# F/number on a fixed aperture zoom lens?



## prodigy2k7 (Jul 26, 2008)

EF 70-200mm F/4 USM
The F/4 is constant. But the focal length changes. Does that mean the physical size of the aperture change?
Ex: 70/4 or 200/4

Isn't the physical size of the aperture the focal length divided by the aperture number?


----------



## prodigy2k7 (Jul 26, 2008)

ha... Almost 20 views no replies!!!

Either all the smarties are offline or they are lazy tonight


----------



## Alex_B (Jul 26, 2008)

prodigy2k7 said:


> EF 70-200mm F/4 USM
> The F/4 is constant. But the focal length changes. Does that mean the physical size of the aperture change?



I never looked too much into lens internals, but it should, should it not?
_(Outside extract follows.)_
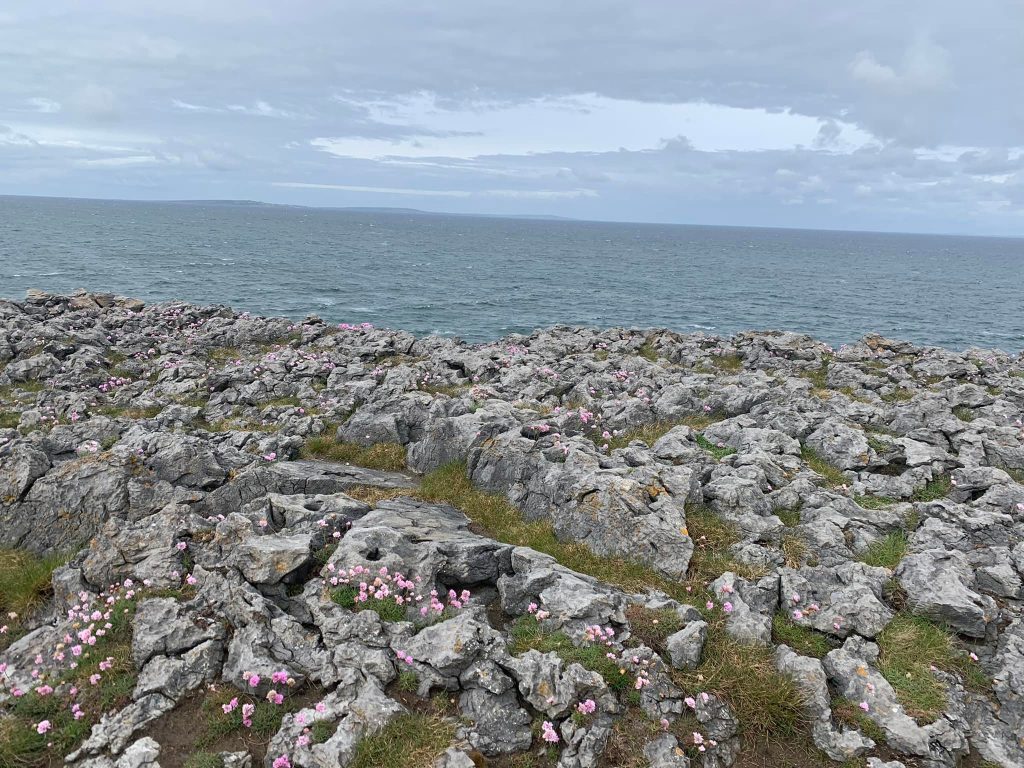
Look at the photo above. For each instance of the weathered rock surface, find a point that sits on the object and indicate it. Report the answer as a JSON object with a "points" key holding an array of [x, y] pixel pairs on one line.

but then again, when the lens is wide open (f/4), aren't the aperture blades all retracted and out of the way? I guess then the aperture is only defined by the entrance pupil as given by the physical dimension of the lens front element?


----------



## compur (Jul 26, 2008)

As Bob Shell said in 2003:


> "An f-stop is the ratio between the focal length of the lens and the
> *apparent* *size of the lens opening as viewed through the front*. It must
> take into account the magnification factor of all lens elements in front of the
> diaphragm, because it is the size of the opening that the light "sees" as it
> ...


----------



## nymtber (Jul 26, 2008)

the f/number is a ration of focal length:apurture size (both in mm). So YES the ACTUAL size of the opening does change, but the same amount of light is let through. 
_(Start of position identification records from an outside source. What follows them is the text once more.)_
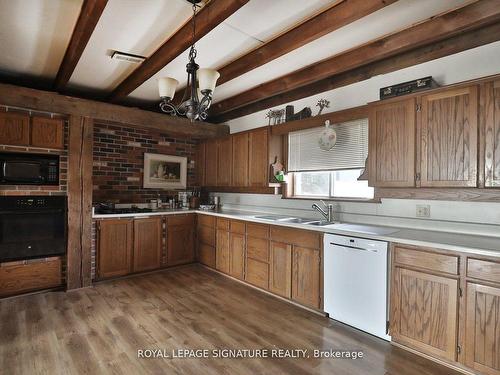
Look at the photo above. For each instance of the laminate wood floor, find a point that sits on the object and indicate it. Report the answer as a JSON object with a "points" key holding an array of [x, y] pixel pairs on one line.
{"points": [[99, 330]]}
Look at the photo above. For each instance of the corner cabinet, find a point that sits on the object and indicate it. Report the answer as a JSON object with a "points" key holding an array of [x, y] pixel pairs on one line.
{"points": [[392, 133], [449, 126], [147, 244], [14, 129], [114, 247], [490, 129]]}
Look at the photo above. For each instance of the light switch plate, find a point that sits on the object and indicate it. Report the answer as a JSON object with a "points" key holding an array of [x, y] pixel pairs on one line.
{"points": [[423, 210]]}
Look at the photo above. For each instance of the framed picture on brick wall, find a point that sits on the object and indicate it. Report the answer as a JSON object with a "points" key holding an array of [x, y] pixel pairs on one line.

yea I learnt something in that _Understanding Exposure_ book already 

Edit: Compur and I were typing at the same time apparently!


----------



## Helen B (Jul 26, 2008)

There are a few threads about this. Here's one that prodigy started recently. The answer is in that thread - a constant aperture zoom lens may have a constant physical aperture (known as the aperture stop or sometimes as the iris) and rely solely on the change in magnification of the iris by the front elements; or it may have a variable physical aperture to complement the change in magnification. My Nikkor 17-35 f/2.8 is one of those designs that uses both properties to maintain its aperture.
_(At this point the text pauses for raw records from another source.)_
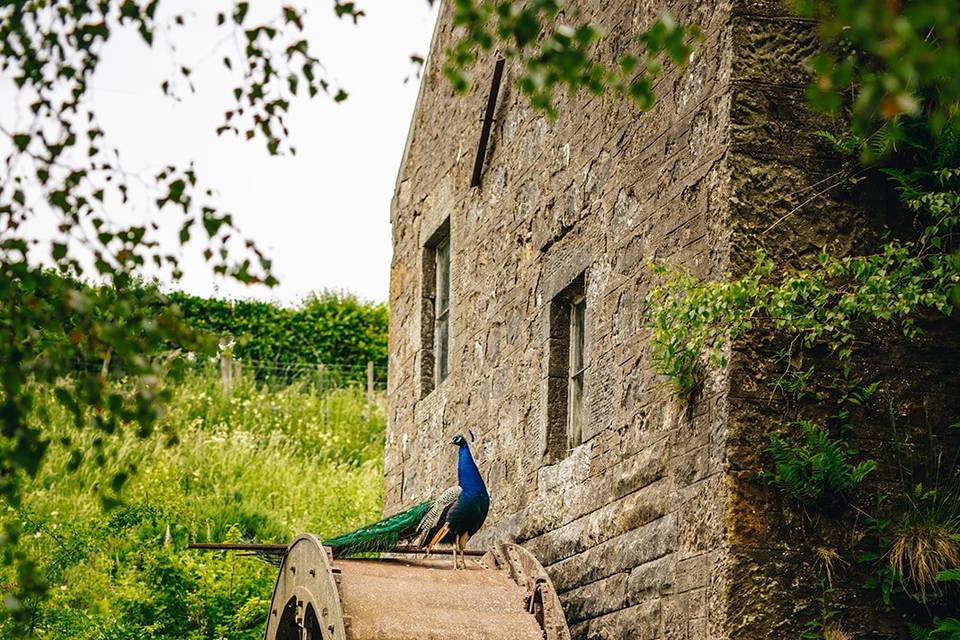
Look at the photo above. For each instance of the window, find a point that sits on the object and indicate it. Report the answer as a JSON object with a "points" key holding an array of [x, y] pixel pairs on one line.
{"points": [[441, 347], [435, 310], [567, 369], [577, 371]]}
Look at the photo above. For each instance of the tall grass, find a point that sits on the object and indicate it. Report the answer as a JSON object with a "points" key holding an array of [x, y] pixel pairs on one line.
{"points": [[252, 465]]}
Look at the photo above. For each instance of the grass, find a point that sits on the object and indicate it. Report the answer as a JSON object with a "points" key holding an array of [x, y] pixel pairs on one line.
{"points": [[253, 465]]}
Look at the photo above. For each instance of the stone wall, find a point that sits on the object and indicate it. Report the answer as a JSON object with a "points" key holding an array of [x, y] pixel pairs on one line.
{"points": [[629, 524], [654, 527]]}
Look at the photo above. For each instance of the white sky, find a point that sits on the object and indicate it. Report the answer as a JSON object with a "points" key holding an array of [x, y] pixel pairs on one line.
{"points": [[322, 215]]}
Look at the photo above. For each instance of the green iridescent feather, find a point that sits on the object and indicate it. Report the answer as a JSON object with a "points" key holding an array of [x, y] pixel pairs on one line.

The important thing is that the f-number is the focal length divided by the diameter of the entrance pupil, not by the diameter of the physical aperture.

Best,
Helen


----------



## epatsellis (Jul 26, 2008)

Thanks Helen, you saved me from retyping my reply in the other post...

erie


----------



## prodigy2k7 (Jul 27, 2008)

Thanks everyone


----------